CNIL fines Google. 50 million euros. Lack of transparency, insufficient information and lack of valid consent over ad targeting
On Monday, the French CNIL announced a fine of EUR 50 million for the US web search pioneer Google, using the EU’s strict General Data Protection Regulation(GDPR) for the first time.
The fine is based on two complaints by noyb.eu(None of Your Business) and the French NGO “La Quadrature du Net”.
The CNIL said that Google made it too difficult for users to understand and manage preferences regarding the use of their personal information, especially with regard to targeted advertisements.
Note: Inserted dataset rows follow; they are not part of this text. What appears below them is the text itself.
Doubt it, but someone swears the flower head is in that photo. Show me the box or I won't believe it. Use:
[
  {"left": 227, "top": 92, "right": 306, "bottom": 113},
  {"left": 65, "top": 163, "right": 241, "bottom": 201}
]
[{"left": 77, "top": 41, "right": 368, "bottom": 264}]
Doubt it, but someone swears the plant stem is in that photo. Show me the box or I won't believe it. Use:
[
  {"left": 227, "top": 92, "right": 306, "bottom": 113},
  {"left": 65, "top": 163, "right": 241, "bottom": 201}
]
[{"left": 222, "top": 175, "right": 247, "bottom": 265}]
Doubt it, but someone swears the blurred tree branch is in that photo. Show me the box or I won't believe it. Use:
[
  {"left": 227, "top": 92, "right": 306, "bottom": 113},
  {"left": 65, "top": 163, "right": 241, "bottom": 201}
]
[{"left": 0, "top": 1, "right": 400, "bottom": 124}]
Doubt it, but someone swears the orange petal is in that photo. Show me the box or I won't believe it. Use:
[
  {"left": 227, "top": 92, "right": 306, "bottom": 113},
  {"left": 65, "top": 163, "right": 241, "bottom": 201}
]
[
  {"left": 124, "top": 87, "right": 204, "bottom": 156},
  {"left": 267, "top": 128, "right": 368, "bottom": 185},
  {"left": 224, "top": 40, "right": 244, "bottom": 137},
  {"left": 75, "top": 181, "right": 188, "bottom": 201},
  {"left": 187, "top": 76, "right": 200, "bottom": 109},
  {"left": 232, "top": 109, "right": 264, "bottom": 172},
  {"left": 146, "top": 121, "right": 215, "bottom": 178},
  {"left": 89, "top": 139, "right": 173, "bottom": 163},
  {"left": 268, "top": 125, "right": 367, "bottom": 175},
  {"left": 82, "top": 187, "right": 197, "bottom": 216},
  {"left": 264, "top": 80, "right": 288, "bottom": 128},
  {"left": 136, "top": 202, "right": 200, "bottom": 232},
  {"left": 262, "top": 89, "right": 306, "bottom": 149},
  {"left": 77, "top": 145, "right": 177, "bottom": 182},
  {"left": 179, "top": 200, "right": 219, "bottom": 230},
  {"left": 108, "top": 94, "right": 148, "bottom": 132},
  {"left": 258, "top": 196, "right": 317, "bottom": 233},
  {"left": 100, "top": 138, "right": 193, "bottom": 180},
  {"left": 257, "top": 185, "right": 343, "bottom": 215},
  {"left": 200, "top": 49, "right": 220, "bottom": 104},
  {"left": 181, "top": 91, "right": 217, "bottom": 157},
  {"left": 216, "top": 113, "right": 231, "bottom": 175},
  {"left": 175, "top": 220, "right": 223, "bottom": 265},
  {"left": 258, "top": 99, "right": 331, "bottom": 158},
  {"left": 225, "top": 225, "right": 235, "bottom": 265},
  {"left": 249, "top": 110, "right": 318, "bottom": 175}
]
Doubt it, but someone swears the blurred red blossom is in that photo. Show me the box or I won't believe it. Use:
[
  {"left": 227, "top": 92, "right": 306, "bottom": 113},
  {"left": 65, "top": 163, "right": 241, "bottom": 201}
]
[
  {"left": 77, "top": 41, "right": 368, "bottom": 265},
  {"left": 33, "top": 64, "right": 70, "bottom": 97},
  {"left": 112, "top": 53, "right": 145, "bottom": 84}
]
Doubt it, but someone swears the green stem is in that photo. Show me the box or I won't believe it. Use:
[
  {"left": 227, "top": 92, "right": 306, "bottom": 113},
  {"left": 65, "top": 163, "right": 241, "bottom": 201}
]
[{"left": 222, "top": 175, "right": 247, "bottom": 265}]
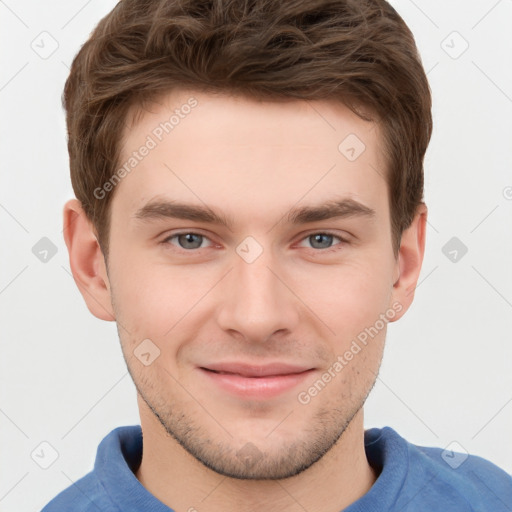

Max Schrems, Chairman of noyb: “We are very pleased that for the first time a European data protection authority is using the possibilities of GDPR to punish clear violations of the law. Following the introduction of GDPR, we have found that large corporations such as Google simply ‘interpret the law differently’ and have often only superficially adapted their products. It is important that the authorities make it clear that simply claiming to be complaint is not enough. We are also pleased that our work to protect fundamental rights is bearing fruit. I would also like to thank our supporters who make our work possible.”
“People expect high standards of transparency and control from us. We’re deeply committed to meeting those expectations and the consent requirements of the GDPR,” a Google spokesperson said in a statement.